Of course, taking huge doses of ANY drug for recreational purposes is a dangerous endeavor but, when used sensibly, ephedrine (ma huang) has an impressive safety record dating back thousands of years. On the other hand, regular use of aspirin is known to increase the risk of hemorrhagic stroke (3). In addition, people with abdominal obesity are twice as likely to have a heart attack or stroke (4). Sleep apnea and snoring, which is common among the obese, is associated with an increased risk of stroke (5). Low potassium levels (common among dieters) also increase ones risk of having a stroke. In fact, it has been shown that a high intake of potassium can reduce the risk of stroke by 40 percent (6). Wow! Tragically, rather than confuse the issue with facts, grandstanding politicians and the media blame ephedrine and the FDA imposes drastic limitations on the amount of potassium allowed in supplements.
Department of Physiology, Centre Medical Universitaire, Geneva, Switzerland.

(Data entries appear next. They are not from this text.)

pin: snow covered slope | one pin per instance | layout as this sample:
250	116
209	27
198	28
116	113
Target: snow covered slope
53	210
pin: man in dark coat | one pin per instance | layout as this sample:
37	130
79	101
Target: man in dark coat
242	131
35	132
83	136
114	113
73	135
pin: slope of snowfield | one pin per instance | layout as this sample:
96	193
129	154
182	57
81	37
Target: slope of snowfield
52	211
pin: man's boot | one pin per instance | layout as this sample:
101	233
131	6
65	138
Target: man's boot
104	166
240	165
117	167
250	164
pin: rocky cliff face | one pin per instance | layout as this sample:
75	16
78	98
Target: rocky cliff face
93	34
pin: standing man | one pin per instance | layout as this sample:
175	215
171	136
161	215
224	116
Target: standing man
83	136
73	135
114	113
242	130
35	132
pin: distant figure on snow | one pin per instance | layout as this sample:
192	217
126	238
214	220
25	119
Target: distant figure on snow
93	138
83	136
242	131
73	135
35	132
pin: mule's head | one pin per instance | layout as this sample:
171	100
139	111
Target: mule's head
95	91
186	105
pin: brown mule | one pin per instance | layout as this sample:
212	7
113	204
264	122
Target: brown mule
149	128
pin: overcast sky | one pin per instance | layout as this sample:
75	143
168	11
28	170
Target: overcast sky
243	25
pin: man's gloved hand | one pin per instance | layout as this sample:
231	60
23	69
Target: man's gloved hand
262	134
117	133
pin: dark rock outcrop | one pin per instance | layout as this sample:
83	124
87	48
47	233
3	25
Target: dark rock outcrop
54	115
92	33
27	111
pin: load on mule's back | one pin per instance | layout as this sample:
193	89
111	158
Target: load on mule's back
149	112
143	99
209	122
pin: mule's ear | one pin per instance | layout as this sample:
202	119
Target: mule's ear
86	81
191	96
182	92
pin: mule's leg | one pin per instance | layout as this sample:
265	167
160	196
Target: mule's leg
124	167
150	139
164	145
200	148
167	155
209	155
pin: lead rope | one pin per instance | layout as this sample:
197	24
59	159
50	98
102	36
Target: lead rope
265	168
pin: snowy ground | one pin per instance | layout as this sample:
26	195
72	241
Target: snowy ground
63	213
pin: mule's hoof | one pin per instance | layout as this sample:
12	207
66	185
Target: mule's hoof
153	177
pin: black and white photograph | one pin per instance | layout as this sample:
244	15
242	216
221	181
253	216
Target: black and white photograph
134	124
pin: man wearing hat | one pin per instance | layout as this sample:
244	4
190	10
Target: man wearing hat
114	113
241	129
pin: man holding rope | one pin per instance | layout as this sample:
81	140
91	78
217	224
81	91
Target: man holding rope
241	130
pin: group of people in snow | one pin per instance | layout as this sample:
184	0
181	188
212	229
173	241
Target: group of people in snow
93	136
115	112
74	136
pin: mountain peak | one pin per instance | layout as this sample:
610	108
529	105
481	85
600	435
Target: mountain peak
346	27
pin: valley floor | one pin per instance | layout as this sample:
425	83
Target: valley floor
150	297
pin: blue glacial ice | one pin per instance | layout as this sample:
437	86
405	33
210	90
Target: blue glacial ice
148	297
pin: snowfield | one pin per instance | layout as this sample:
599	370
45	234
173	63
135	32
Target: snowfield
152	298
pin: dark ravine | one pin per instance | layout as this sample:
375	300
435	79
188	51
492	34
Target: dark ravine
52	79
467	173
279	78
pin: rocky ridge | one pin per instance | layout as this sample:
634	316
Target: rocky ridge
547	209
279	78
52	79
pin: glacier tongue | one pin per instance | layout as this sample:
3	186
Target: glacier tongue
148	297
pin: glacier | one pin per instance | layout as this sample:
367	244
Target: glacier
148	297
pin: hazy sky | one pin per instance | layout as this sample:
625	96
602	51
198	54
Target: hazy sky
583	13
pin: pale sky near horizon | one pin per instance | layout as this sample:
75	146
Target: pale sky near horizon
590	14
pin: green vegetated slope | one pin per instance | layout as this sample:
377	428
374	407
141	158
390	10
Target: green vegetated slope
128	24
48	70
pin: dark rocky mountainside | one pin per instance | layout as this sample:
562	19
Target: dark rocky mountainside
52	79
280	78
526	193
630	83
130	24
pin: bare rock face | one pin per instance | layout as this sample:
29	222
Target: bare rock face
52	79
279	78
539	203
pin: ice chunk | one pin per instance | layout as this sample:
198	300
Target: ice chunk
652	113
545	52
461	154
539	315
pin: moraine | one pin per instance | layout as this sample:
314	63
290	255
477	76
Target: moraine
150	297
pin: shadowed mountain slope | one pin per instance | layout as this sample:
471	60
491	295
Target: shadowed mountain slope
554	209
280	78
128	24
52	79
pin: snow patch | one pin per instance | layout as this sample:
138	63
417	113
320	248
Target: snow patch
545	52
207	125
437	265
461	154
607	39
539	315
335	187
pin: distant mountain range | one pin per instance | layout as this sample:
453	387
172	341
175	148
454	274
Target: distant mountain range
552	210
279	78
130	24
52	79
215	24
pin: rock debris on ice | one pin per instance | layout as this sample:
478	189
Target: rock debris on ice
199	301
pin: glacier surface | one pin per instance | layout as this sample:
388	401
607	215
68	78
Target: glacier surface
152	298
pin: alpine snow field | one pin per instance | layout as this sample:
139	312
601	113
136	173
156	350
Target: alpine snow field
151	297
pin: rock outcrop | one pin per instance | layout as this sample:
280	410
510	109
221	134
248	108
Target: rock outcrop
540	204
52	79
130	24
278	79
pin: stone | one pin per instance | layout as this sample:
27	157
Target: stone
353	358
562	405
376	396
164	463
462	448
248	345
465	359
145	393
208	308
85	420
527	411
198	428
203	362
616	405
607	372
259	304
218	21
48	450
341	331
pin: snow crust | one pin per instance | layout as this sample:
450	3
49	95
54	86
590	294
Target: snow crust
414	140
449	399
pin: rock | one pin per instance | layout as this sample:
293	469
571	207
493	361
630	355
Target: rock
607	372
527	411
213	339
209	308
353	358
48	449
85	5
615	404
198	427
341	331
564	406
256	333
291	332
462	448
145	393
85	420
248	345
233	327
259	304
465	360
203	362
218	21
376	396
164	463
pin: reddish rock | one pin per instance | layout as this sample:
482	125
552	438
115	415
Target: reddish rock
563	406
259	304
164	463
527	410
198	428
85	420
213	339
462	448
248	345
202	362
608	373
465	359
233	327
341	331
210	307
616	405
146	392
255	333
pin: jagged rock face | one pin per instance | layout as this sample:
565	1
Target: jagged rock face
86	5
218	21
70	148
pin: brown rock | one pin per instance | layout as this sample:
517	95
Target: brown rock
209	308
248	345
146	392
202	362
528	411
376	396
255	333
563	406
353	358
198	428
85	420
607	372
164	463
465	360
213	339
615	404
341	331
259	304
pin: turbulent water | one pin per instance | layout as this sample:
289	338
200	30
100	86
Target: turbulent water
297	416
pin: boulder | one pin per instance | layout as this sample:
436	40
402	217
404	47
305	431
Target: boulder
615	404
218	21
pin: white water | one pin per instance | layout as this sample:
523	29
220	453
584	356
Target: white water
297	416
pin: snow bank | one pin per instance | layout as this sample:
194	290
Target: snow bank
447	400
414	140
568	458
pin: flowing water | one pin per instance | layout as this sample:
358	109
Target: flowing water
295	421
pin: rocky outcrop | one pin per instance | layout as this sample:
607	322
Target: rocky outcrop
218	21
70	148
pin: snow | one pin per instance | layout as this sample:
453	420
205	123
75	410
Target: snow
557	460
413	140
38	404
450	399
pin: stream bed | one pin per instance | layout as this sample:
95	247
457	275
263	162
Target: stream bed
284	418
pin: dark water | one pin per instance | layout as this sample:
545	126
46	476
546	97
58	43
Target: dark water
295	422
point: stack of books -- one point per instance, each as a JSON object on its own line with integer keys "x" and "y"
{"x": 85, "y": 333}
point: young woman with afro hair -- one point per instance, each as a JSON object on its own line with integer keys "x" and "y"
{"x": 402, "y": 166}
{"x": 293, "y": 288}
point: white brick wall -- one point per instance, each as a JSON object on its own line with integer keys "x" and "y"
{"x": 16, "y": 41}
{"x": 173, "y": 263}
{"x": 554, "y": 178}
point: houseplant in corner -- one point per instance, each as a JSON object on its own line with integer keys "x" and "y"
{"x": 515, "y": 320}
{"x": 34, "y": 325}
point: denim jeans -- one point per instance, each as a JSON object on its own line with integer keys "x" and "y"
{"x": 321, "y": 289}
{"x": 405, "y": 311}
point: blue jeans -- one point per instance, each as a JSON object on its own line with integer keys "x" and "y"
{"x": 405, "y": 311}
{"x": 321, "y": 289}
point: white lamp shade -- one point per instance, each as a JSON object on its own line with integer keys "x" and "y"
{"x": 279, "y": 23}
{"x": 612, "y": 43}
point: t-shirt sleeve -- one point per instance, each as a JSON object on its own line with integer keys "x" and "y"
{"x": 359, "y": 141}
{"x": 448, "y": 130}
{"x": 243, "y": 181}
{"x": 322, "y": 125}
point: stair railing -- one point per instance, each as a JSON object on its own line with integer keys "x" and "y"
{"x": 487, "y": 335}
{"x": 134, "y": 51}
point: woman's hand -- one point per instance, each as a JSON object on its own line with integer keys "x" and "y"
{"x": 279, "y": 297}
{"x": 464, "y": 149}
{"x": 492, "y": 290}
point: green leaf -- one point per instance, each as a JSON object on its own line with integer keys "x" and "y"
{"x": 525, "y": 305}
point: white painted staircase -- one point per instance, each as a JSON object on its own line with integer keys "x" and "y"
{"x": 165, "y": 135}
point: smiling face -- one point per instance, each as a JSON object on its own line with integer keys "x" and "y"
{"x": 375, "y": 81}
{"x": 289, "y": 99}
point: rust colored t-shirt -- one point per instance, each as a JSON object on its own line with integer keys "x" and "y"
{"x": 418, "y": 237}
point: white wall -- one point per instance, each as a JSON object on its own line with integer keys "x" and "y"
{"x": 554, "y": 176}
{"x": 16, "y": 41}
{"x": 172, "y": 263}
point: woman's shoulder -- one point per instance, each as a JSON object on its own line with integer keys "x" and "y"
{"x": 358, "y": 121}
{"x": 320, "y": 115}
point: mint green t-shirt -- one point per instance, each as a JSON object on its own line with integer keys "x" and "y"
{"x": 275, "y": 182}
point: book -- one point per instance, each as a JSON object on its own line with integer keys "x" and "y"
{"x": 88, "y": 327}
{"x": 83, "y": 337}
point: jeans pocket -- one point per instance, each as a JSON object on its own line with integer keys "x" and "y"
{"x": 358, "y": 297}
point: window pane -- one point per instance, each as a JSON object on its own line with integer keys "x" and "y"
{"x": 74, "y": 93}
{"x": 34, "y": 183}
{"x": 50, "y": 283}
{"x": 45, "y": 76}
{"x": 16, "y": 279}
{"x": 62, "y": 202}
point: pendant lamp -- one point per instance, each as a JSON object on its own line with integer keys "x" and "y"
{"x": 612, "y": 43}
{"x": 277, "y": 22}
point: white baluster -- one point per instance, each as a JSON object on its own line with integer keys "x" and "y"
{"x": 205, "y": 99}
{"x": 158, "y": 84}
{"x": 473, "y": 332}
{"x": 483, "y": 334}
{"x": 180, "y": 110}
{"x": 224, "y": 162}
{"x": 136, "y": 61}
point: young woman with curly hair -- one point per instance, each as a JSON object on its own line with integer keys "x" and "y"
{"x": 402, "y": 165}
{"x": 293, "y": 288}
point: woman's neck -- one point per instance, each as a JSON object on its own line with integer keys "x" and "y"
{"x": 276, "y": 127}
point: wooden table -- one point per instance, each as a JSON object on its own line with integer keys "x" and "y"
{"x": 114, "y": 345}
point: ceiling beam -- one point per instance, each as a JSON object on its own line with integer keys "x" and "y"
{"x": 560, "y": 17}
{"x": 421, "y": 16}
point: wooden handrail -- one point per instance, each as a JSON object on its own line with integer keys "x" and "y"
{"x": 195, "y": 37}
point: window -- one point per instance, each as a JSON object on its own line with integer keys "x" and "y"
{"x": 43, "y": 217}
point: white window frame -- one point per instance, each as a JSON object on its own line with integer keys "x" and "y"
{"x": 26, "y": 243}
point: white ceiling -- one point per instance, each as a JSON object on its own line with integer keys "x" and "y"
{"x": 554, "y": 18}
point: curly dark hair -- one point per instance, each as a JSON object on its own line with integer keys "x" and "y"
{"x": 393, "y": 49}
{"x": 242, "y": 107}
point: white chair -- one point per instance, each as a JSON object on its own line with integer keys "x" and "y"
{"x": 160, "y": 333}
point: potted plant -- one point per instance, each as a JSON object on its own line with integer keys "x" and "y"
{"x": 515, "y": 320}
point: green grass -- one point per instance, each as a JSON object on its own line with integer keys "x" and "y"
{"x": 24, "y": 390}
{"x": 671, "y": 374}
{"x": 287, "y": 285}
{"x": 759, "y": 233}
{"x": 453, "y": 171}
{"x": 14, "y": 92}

The pivotal role of the sympathoadrenal system in the defense of le milieu interieur has, in the last 15 years, been extended to include the fat stores-a notion that forms the basis of current strategies for thermogenic stimulation in obesity therapy. The search for effective and safe sympathetic stimulants has been directed at two main levels: (i) the development of novel beta-agonists selective for thermogenesis, and (ii) the evaluation of drugs already in clinical use for other purposes (e.g. ephedrine) which could conceivably increase the release of catecholamines to levels that enhance thermogenesis without significant cardiovascular effects. A re-direction of these strategies seem inevitable because at therapeutic doses, the thermogenic effects of these sympathomimetics seem to be considerably dampened by negative feedback mechanisms that operate both extracellularly (e.g. via adenosine & prostaglandins) as well as inside the cells (via cAMP phosphodiesterases). Such a contention is supported by studies both in man and in animals showing that methylxanthines and aspirin, drugs known to be capable of interfering with these modulators, potentiate the thermogenic effects of ephedrine. Future research aimed at clarifying the types and subtypes of these negative modulators of sympathomimetic-induced thermogenesis and their targeting by more selective antagonists would no doubt be pivotal in providing the safe drug combination with the necessary thermogenic properties to assist the management of obesity.
So I say 25/200/100 3 x a day is the safest/ most effective way for us to go.